Não sei se a ti também te acontece, caríssimo leitor, não sei se te irritam profundamente os noticiários incendiários, literalmente incendiários, nos quais se fala do medo, da tragédia, do terror causados pelos fogos de Verão. De súbito um Portugal anónimo, perdido dentro de si próprio, surge em nossas casas na moldura da TV.
São aldeias esquecidas, habitadas por pessoas curtidas pelo sol e pelo frio; mulheres rijas e homens de boné com as faces semelhantes a cascas de árvore; aldeias invadidas pelo fumo, pelos bombeiros e por aqueles que me irritam à quinta casa: os repórteres de TV incumbidos de nos falar em directo. Não consigo aturá-los nem um bocadinho. Se tenho o comando na mão salto imediatamente para outro lado, se alguém insiste em assistir a esses directos, saio da sala o mais depressa que me é possível.
Os directos irritam-me, de um modo geral, mas os dos incêndios enfurecem-me. Sinto ali a marca do vampiro. As pessoas embasbacadas, atordoadas, tentando encontrar uma forma de combater a adversidade e um caramelo qualquer, de microfone em punho a fazer aquela excelente pergunta: como é que se sente? Foda-se! Isso é coisa que se pergunte, em directo, a uma pessoa desesperada?

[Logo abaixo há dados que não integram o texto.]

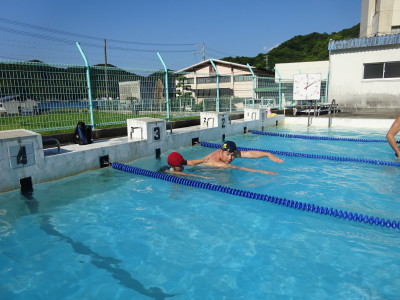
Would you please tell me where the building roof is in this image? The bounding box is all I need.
[328,33,400,50]
[176,58,257,73]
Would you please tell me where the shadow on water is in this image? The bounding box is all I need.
[22,189,177,300]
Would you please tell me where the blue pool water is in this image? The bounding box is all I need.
[0,125,400,299]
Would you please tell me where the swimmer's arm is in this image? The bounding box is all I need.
[386,115,400,159]
[206,162,278,175]
[229,165,278,175]
[186,157,206,166]
[236,150,283,163]
[166,170,213,179]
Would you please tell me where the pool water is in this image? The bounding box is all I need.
[0,125,400,299]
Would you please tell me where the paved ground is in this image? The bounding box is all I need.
[286,110,400,119]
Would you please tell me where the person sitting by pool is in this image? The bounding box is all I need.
[386,114,400,159]
[204,141,283,175]
[158,152,210,179]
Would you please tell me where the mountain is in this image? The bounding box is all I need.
[221,24,360,70]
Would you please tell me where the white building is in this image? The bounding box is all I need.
[275,0,400,111]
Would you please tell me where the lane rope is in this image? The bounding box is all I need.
[112,162,400,229]
[250,130,400,143]
[200,142,400,167]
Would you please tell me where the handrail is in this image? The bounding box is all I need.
[42,137,61,153]
[307,100,317,126]
[328,99,336,127]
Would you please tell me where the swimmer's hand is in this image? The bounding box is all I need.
[260,170,278,175]
[268,152,283,164]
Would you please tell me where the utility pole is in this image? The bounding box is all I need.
[104,39,108,100]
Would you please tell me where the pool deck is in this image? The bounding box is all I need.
[0,112,397,192]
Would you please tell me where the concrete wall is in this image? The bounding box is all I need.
[0,110,285,192]
[328,45,400,111]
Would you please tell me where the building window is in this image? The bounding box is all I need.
[364,62,400,79]
[196,88,233,98]
[196,76,231,84]
[233,76,253,82]
[392,26,400,34]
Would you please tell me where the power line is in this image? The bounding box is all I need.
[0,18,200,46]
[0,26,200,53]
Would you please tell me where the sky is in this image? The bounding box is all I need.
[0,0,362,70]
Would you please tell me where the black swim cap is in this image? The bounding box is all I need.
[222,141,237,153]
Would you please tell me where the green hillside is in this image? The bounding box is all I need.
[222,24,360,70]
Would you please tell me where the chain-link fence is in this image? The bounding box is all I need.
[0,61,325,132]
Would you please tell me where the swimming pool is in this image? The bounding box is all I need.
[0,125,400,299]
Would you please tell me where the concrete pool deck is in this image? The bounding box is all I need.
[0,109,394,192]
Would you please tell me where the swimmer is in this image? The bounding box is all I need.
[158,152,210,179]
[204,141,283,175]
[386,114,400,159]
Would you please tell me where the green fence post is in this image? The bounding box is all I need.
[157,52,169,121]
[325,68,330,103]
[210,58,219,112]
[274,67,282,109]
[247,63,255,108]
[76,42,95,129]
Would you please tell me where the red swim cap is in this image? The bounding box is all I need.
[168,152,186,166]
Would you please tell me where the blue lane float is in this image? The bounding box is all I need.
[112,162,400,229]
[200,142,400,167]
[250,130,400,143]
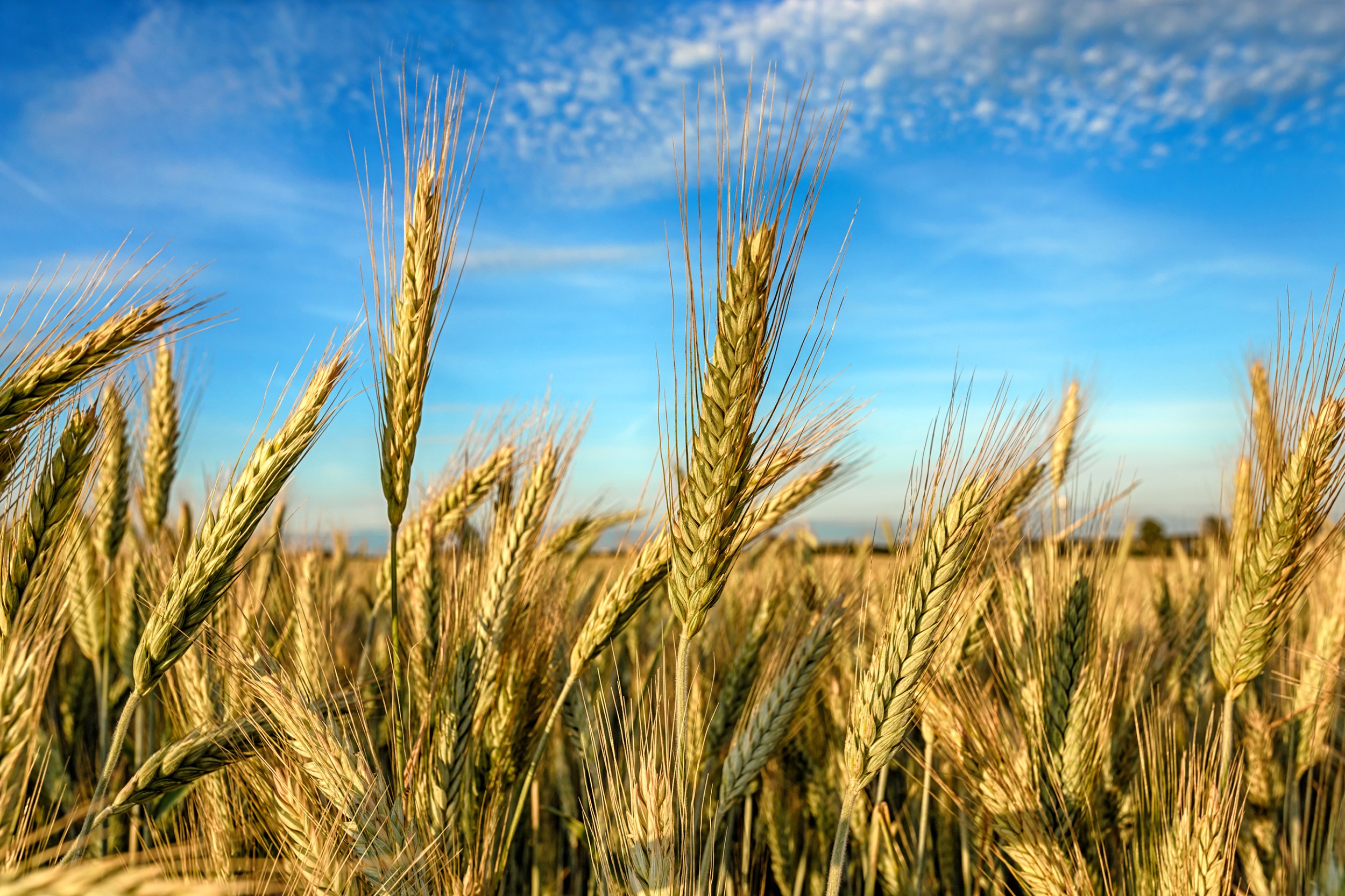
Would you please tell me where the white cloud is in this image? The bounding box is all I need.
[8,0,1345,194]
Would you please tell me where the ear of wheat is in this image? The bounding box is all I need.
[0,298,182,433]
[140,340,182,536]
[0,409,98,636]
[93,383,131,572]
[65,346,350,862]
[827,477,992,896]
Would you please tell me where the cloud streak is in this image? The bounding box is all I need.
[10,0,1345,197]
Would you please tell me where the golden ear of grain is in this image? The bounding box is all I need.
[1210,400,1345,698]
[0,408,98,635]
[623,755,677,893]
[134,349,350,694]
[94,712,274,824]
[1247,360,1285,494]
[1290,600,1345,775]
[139,340,182,536]
[93,383,131,565]
[370,81,471,531]
[0,296,178,433]
[113,556,150,681]
[669,226,776,638]
[1051,379,1079,491]
[845,478,990,790]
[1228,455,1256,558]
[704,591,776,762]
[716,600,844,813]
[0,858,229,896]
[570,530,672,677]
[1043,573,1094,752]
[65,514,108,665]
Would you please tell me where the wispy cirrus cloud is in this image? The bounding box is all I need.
[10,0,1345,200]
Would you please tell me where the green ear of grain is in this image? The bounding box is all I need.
[0,409,98,635]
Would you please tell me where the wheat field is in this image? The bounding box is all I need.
[0,72,1345,896]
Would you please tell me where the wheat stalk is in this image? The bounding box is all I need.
[140,340,182,536]
[65,346,350,862]
[0,859,227,896]
[1051,379,1079,493]
[0,408,98,636]
[0,296,179,433]
[827,477,992,896]
[1210,400,1345,700]
[93,383,131,573]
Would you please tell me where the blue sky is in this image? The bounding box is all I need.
[0,0,1345,531]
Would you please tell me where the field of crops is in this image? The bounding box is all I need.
[0,75,1345,896]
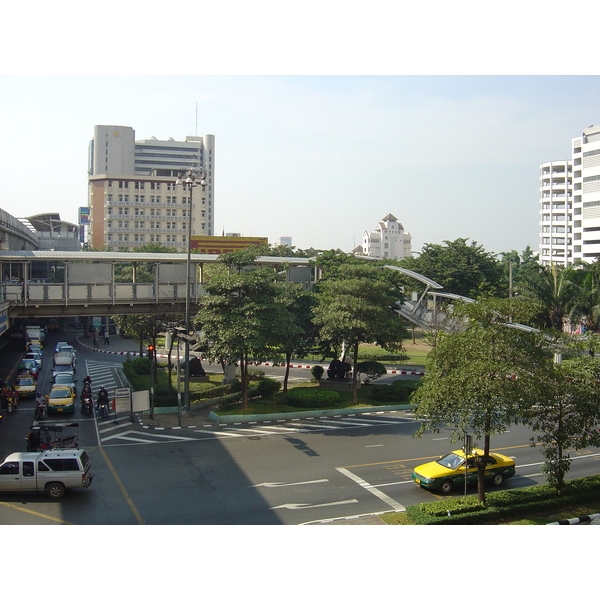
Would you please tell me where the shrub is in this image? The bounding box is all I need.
[406,475,600,525]
[256,377,281,402]
[356,360,387,383]
[248,369,265,381]
[310,365,325,381]
[371,381,419,404]
[125,356,152,375]
[284,387,340,408]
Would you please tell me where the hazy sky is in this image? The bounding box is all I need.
[0,1,600,252]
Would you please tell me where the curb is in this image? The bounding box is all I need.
[75,338,425,375]
[546,513,600,525]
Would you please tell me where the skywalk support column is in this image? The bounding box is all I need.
[175,171,204,411]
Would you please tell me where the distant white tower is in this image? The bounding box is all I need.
[362,213,412,258]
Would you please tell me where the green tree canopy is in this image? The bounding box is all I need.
[412,299,550,502]
[398,238,505,299]
[313,263,406,403]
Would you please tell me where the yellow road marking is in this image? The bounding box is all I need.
[98,446,145,525]
[0,502,75,525]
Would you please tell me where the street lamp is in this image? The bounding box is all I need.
[175,170,206,411]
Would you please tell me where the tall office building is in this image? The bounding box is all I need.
[87,125,215,251]
[539,125,600,266]
[539,160,573,266]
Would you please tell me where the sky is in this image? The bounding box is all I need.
[0,0,600,576]
[0,0,600,260]
[0,75,600,252]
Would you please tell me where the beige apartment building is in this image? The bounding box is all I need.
[86,125,215,252]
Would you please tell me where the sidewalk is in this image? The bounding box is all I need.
[76,336,214,429]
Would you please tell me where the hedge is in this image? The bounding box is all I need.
[280,387,340,408]
[406,475,600,525]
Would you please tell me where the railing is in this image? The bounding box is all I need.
[0,283,202,306]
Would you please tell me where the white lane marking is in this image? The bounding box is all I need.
[336,467,406,511]
[269,499,358,510]
[250,479,329,487]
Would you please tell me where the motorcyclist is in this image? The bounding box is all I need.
[96,386,108,414]
[35,392,46,421]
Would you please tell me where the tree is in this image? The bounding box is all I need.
[273,283,316,392]
[313,264,406,404]
[399,238,505,299]
[517,264,579,331]
[412,299,550,503]
[523,357,600,494]
[195,248,296,408]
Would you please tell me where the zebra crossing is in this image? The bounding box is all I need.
[98,413,415,446]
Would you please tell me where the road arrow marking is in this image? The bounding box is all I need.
[269,499,358,510]
[250,479,329,487]
[336,467,406,511]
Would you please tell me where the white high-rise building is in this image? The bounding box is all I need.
[88,125,215,251]
[539,160,573,266]
[539,125,600,265]
[355,213,412,258]
[573,126,600,263]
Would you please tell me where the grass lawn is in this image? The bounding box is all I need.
[379,500,600,525]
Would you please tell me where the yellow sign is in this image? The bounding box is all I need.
[192,235,269,254]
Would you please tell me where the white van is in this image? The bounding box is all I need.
[0,449,94,500]
[54,350,75,371]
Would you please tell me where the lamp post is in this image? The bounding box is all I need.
[175,171,204,411]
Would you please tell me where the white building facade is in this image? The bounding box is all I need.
[539,160,573,266]
[88,125,215,251]
[539,125,600,266]
[360,213,412,259]
[573,126,600,263]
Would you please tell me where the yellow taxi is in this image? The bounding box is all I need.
[412,448,515,494]
[15,377,37,398]
[46,385,75,415]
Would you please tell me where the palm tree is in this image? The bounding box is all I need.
[516,264,580,331]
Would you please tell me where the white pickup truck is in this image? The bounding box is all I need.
[0,449,94,500]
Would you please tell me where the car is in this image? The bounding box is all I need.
[54,342,73,352]
[48,319,60,331]
[52,365,75,384]
[412,448,515,494]
[52,371,77,395]
[15,377,37,398]
[25,340,42,352]
[23,350,42,369]
[17,359,40,379]
[46,385,75,415]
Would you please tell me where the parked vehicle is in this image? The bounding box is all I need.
[54,342,72,352]
[52,371,77,395]
[46,385,75,415]
[54,350,75,372]
[26,421,79,452]
[23,349,43,369]
[412,448,515,494]
[15,377,37,398]
[0,449,94,500]
[52,365,75,384]
[17,359,40,379]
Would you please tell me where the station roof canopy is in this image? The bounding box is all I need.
[0,250,311,266]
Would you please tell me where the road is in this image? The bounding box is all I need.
[0,326,600,525]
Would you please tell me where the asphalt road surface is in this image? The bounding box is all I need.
[0,333,600,525]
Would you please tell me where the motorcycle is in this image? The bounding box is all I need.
[81,396,93,415]
[34,402,46,421]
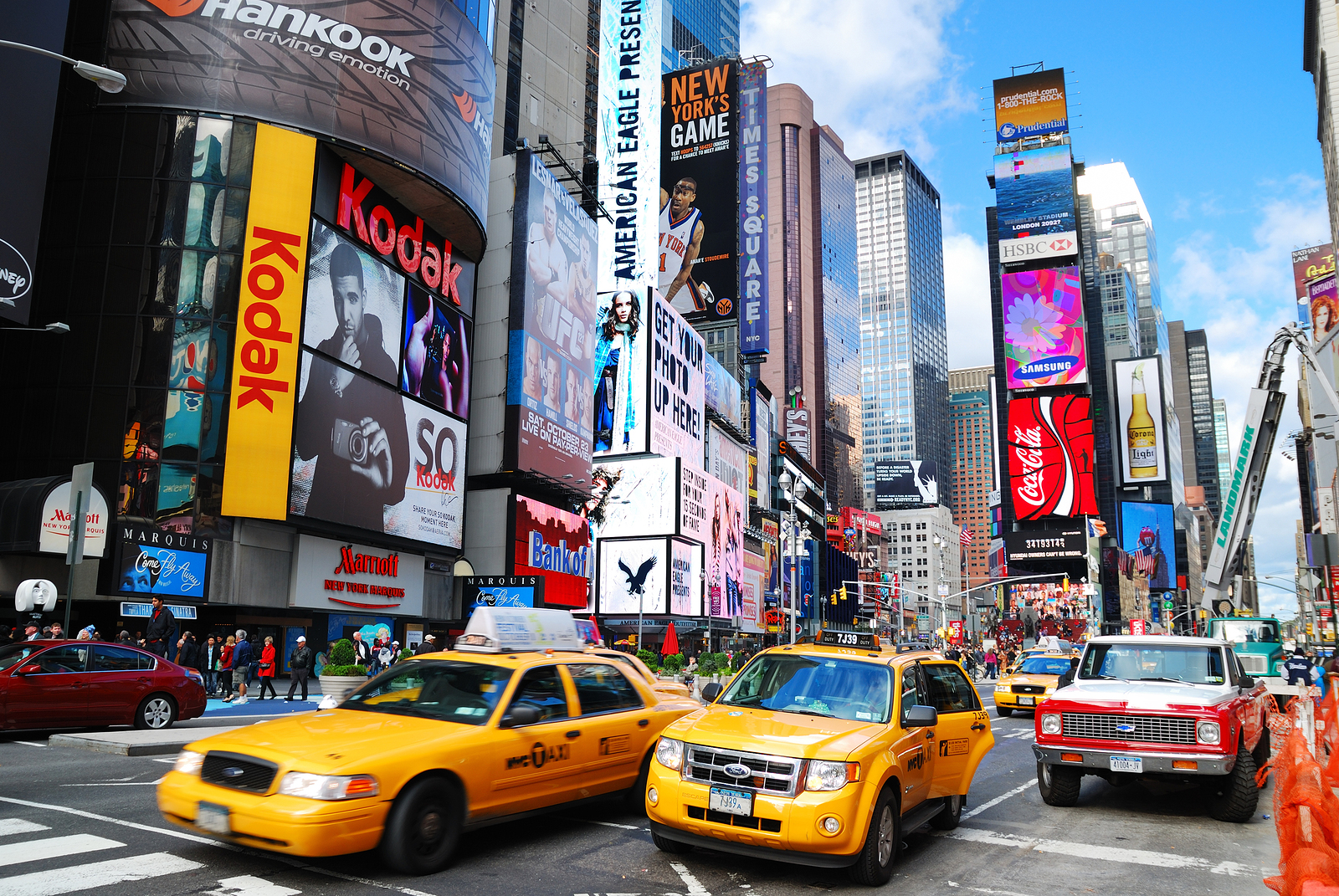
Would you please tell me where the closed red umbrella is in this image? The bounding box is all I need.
[660,622,679,656]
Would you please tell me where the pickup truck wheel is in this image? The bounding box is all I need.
[651,831,692,856]
[1036,762,1083,806]
[850,789,902,887]
[380,778,464,874]
[1205,743,1260,822]
[1250,727,1274,771]
[929,793,967,831]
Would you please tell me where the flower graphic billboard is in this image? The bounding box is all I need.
[1000,267,1087,388]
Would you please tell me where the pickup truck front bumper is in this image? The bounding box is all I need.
[1033,743,1237,776]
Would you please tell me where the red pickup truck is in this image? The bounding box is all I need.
[1033,635,1270,821]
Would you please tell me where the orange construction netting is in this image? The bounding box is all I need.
[1259,680,1339,896]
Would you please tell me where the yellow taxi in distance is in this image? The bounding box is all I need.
[158,607,700,874]
[587,647,692,700]
[645,631,995,885]
[995,645,1074,719]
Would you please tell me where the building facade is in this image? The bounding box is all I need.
[948,367,996,588]
[855,151,949,510]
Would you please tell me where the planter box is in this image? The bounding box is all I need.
[320,675,367,702]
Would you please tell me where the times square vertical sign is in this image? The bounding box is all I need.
[596,0,661,292]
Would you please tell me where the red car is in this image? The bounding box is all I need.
[1033,635,1270,822]
[0,640,205,730]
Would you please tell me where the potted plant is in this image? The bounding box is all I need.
[321,637,367,703]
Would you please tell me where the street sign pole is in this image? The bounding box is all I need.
[64,463,92,637]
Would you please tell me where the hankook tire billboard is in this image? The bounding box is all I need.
[103,0,495,227]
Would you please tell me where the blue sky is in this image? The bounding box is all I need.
[741,0,1330,615]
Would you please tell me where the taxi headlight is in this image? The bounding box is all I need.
[805,760,859,791]
[172,750,205,774]
[279,771,382,800]
[656,738,683,771]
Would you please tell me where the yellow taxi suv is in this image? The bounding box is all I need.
[587,647,692,699]
[645,631,995,885]
[995,645,1074,719]
[158,607,699,874]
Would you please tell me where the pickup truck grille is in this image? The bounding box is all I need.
[1060,713,1194,743]
[683,743,803,797]
[1237,653,1270,675]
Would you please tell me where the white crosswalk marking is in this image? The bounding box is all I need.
[0,852,203,896]
[205,874,303,896]
[0,818,51,837]
[0,834,126,867]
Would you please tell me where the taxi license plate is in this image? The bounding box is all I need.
[196,802,233,834]
[707,787,752,816]
[1107,755,1143,774]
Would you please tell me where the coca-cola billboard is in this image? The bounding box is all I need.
[1007,395,1096,520]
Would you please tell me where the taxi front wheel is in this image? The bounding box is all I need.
[380,778,464,874]
[850,789,902,887]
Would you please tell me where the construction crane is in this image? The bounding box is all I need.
[1200,324,1339,615]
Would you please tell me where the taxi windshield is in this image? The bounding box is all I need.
[340,660,511,724]
[721,653,892,724]
[1080,644,1224,684]
[1018,656,1070,675]
[0,644,45,671]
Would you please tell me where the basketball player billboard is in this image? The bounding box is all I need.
[505,149,598,479]
[658,59,739,320]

Quando não estão a perseguir desgraçados fazem eles o papel de desgraçadinhos. Plantados defronte à câmara de filmar com fumo e fogo no enquadramento, ao fundo, debitam tolices e informação, as mais das vezes, redundante, desinteressante, caninos cravados na jugular da catástrofe a chupar, a chupar, a chupar. Não consigo aguentar tanta nojeira.